I have also discovered that it sometimes better for the interviewee if interview is referred to as a ‘chat’. It is a simple shift in language that can completely change an individual’s response. A friendly conversation about something they have a deep interest in is much more appealing than an ‘in-depth interview’. It can be tricky to balance this friendly informality with the necessary filling in of consent forms and explanations of the project and how recordings will be used, but it isn’t impossible.

LiveScribe Echo

I’ve been recording interviews on my LiveScribe (it is a pen with a audio recorder built in, amongst other James Bond-style features – pictured above). My hope was that the pen would be far less invasive than a conventional recording device plonked on the desk, I hoped it would be almost an “invisible recorder”. Without delving into a full review, it has been successful to a point, though the LiveScribe has a few frustrating irks such as a tendency to pick up the sound of the pen nib making contact with the page. I also had to angle the pen towards the speaker, making for some artificial holding positions and postures.

The next step is to transcribe and sort my data. Notes made during the interviews and memories already indicate some clear themes emerging. I’m excited to see what close analysis of the text will reveal whilst equally nervous about what will have been lost in the jump from sound to text.

Throughout this whole process, I’ve found Paul Thompson’s The Voice of the Past to be invaluable. It may be 35 years old and talk about cassette recorders as the height of technological sophistication but the approach he outlines is wise and straightforward. The art of talking to people is timeless.

Massive thanks to everyone who has been involved in the interviews/chats so far! Now for the fun part: transcription.

A Visit to the Hodson Shop

54 New Road, Willenhall was the site of the Hodson Shop. The building is now in the care of the Black Country Living Museum (BCLM) and goes by the name The Locksmith’s House due to Edgar Hodson’s successful lock making business that operated from the same site.

The house isn’t normally open to the public, so I jumped at the chance to go on a special visit with historian Rod Quilter. I spent a wonderful afternoon exploring 54 New Road. It felt odd to be in a place that I have read and written so much about.

The Locksmith's House, Willenhall

The Locksmith’s House, Willenhall

Stepping into the shop, which now functions as a reception area/gift shop/mini exhibition space I was instantly struck by how small it was. My only previous experience of the space had been from a black and white photo taken in 1983 – whoever took it had obviously applied estate agent style photographic skills!

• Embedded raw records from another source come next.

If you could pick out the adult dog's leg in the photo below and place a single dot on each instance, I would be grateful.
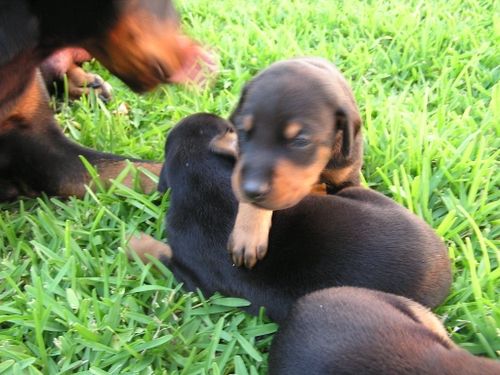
(36, 157)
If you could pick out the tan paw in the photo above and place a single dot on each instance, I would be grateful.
(249, 240)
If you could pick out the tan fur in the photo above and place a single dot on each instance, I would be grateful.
(290, 183)
(338, 176)
(109, 170)
(429, 320)
(131, 48)
(248, 123)
(318, 189)
(79, 82)
(31, 105)
(144, 245)
(248, 241)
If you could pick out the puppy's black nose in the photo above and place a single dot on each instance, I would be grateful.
(255, 189)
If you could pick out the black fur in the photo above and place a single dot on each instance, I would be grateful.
(357, 237)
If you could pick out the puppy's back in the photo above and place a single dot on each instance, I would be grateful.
(357, 331)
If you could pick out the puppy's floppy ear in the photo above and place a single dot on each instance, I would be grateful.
(349, 122)
(225, 143)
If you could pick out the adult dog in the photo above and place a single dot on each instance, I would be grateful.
(138, 40)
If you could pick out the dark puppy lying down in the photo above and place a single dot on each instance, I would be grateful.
(353, 331)
(357, 237)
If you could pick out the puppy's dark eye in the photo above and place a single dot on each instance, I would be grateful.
(300, 141)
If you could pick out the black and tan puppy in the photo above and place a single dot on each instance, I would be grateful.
(353, 331)
(298, 125)
(138, 40)
(356, 237)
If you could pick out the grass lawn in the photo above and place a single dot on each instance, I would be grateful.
(425, 75)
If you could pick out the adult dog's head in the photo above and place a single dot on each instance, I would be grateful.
(292, 120)
(145, 46)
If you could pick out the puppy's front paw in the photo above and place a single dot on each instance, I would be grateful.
(81, 82)
(249, 239)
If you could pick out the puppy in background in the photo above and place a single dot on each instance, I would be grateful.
(353, 331)
(356, 237)
(298, 126)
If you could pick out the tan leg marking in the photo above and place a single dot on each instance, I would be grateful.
(80, 83)
(338, 176)
(249, 239)
(430, 321)
(144, 244)
(109, 170)
(318, 189)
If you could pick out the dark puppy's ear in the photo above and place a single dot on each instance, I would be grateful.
(349, 122)
(225, 143)
(241, 102)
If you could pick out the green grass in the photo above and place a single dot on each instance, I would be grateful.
(425, 75)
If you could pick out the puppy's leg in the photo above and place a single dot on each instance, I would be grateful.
(36, 157)
(144, 245)
(249, 239)
(81, 82)
(68, 61)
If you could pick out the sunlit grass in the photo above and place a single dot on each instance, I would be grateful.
(425, 75)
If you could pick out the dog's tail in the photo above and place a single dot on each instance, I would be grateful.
(143, 245)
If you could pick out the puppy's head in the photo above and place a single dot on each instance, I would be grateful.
(291, 120)
(145, 47)
(197, 143)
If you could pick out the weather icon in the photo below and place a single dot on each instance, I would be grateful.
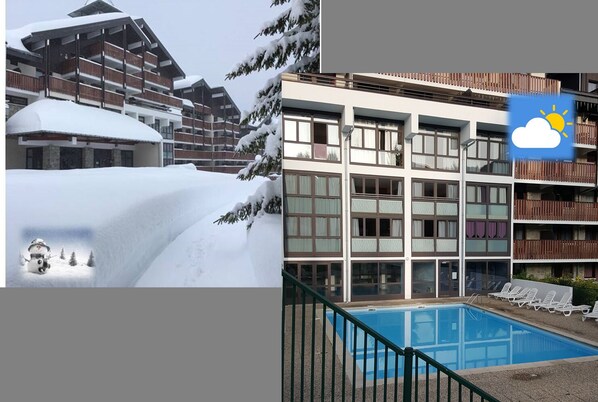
(541, 135)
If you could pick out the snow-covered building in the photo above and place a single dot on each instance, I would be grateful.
(210, 129)
(399, 185)
(102, 58)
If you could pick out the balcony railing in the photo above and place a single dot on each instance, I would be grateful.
(585, 133)
(556, 171)
(498, 82)
(228, 126)
(156, 79)
(22, 81)
(62, 86)
(161, 98)
(388, 87)
(555, 249)
(134, 82)
(115, 52)
(151, 58)
(555, 210)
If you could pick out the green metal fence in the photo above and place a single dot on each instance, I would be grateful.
(321, 363)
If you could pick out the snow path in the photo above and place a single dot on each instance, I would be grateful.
(195, 258)
(128, 216)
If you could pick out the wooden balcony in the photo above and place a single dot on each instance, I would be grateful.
(151, 59)
(23, 82)
(555, 249)
(161, 98)
(62, 86)
(134, 82)
(556, 171)
(540, 210)
(156, 79)
(586, 134)
(228, 126)
(498, 82)
(115, 52)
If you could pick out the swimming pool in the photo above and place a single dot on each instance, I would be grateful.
(458, 336)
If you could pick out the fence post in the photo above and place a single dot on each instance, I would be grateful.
(407, 374)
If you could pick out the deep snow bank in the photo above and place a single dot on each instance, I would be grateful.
(132, 213)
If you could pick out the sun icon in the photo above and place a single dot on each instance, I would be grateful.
(557, 121)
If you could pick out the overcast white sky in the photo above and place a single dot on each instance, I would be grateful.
(204, 37)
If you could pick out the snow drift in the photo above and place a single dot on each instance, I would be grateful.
(134, 214)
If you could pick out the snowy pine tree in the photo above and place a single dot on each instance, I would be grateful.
(297, 41)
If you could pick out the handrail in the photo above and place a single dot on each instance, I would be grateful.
(411, 365)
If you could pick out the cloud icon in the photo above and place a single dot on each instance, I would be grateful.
(537, 133)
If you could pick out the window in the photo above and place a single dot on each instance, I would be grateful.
(326, 278)
(375, 142)
(102, 157)
(489, 155)
(487, 219)
(312, 214)
(436, 148)
(311, 138)
(35, 158)
(372, 280)
(71, 158)
(423, 279)
(168, 153)
(376, 215)
(485, 276)
(126, 158)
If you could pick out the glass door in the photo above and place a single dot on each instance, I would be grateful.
(448, 279)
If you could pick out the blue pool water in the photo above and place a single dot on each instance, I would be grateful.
(458, 336)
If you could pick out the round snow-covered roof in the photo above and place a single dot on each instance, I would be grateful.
(67, 117)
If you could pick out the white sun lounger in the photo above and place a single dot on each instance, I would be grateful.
(565, 299)
(517, 296)
(538, 304)
(529, 297)
(569, 308)
(593, 314)
(511, 292)
(503, 292)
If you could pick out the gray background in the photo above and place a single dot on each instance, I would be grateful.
(459, 35)
(224, 344)
(139, 345)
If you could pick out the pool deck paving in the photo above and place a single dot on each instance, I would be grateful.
(559, 380)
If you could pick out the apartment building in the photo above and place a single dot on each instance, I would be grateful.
(400, 185)
(101, 58)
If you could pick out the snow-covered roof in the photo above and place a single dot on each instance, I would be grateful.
(67, 117)
(187, 82)
(14, 37)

The Hodson Shop as it was found in 1983. Image via Walsall Musuem.

The Hodson Shop as it was found in 1983. Image via Walsall Musuem

The Hodson Shop in 2013 - note the fireplace.

The Hodson Shop in 2013

There was display case of 1920s clothing and shelves in alcoves to either side of the fireplace. In fact, the fireplace was my only real point of reference from the photograph; the display units were all new additions. The shelves held corsetry, accessories and haberdashery items – everything on display had been loaned from Walsall Museum. A door between the shop and neighbouring parlour had been filled in. The shop was accessed from the street by walking through the front door and walking a short way down a stone-floored hallway. It seemed strange for the shop to share an entrance with the rest of the house, as if the boundaries between personal and business spaces were blurred.

The displays of Hodson Shop stock

The displays of Hodson Shop stock

The parlour had been recreated with a combination of reproduction soft furnishings and original furniture. There was a booklet of photographs on a small table; it contained images of the Hodson family including a stunning photograph of a youthful Flora Hodson.

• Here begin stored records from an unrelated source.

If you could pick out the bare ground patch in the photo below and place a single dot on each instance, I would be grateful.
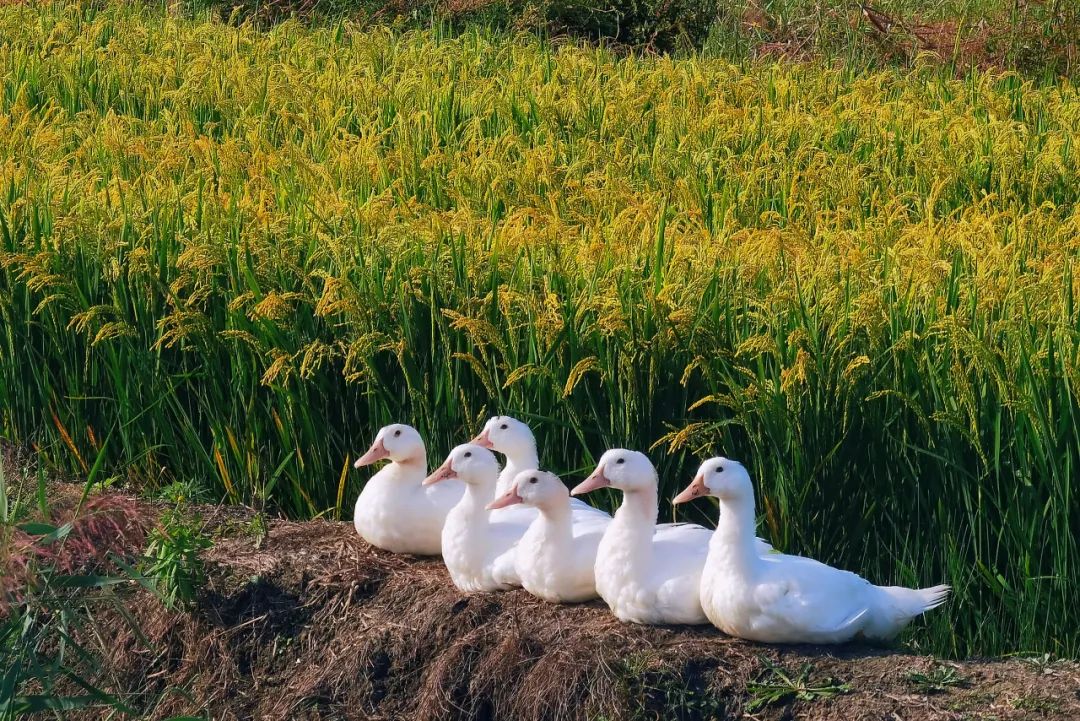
(312, 623)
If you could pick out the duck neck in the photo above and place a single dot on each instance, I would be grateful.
(517, 460)
(410, 466)
(734, 541)
(472, 504)
(635, 522)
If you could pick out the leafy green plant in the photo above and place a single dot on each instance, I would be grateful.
(172, 560)
(777, 685)
(939, 679)
(55, 574)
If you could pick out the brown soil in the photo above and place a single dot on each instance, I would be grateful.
(310, 622)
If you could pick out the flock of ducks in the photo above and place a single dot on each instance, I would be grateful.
(520, 527)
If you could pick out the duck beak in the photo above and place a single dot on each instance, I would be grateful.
(442, 473)
(696, 489)
(508, 499)
(376, 452)
(592, 483)
(483, 439)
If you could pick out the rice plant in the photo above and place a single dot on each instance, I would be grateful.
(227, 257)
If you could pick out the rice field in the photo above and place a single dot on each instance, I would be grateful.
(228, 256)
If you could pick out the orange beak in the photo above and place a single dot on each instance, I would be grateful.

We went upstairs to a small office space; it was next door to the master bedroom – again with the blurred lines between business and private life. The bedroom was quite poignant, it was where Flora Hodson slept, alone in the house, following the death of her sister and brother.

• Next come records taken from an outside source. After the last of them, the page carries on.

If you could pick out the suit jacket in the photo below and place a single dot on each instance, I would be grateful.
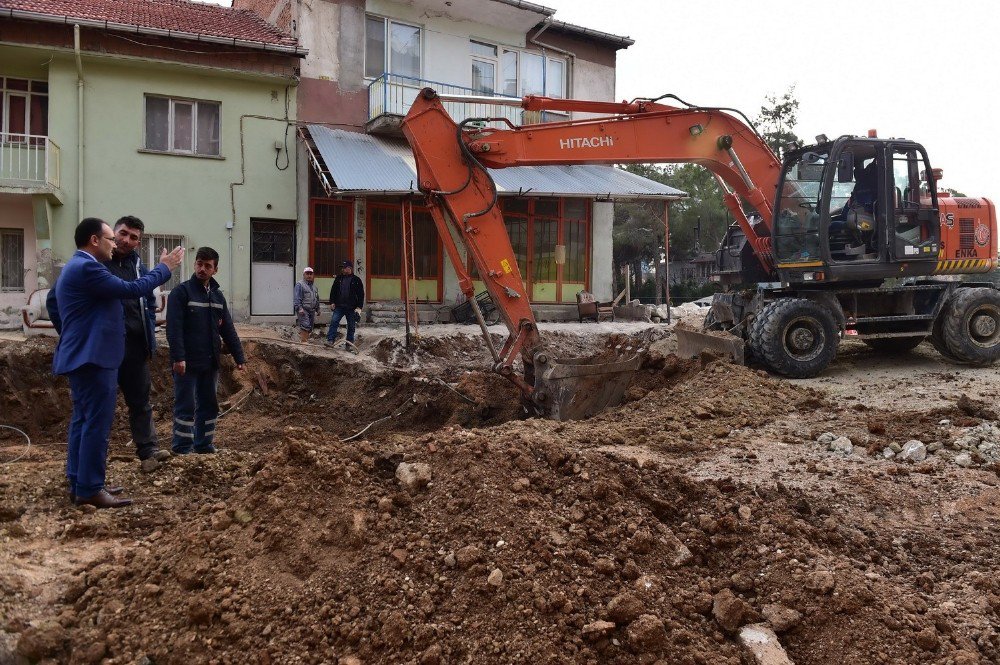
(91, 317)
(147, 304)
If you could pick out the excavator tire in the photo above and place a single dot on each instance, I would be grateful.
(937, 340)
(794, 337)
(970, 326)
(894, 345)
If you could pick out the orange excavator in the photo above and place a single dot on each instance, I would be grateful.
(842, 238)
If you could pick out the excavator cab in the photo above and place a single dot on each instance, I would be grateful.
(851, 210)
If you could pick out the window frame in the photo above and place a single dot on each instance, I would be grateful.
(387, 48)
(149, 254)
(30, 93)
(195, 105)
(348, 241)
(19, 234)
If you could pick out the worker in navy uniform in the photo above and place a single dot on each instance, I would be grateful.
(347, 298)
(91, 347)
(198, 321)
(140, 343)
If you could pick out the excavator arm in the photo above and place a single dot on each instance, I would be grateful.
(451, 164)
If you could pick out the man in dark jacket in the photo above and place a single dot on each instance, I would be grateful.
(91, 347)
(140, 340)
(347, 297)
(140, 343)
(198, 321)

Flora Hodson - she joined the shop business in 1927.

Flora Hodson – she joined the shop business in 1927

The Parlour

The Parlour

Edgar Hodson’s lock making business is the focal point of the property. We were lucky to get a tour of his factory and some facts about lock making from a volunteer called Andy who is a locksmith himself and runs demonstrations for visitors. It turns out that Edgar supplied locks all over the world, including a booming business in Latin America.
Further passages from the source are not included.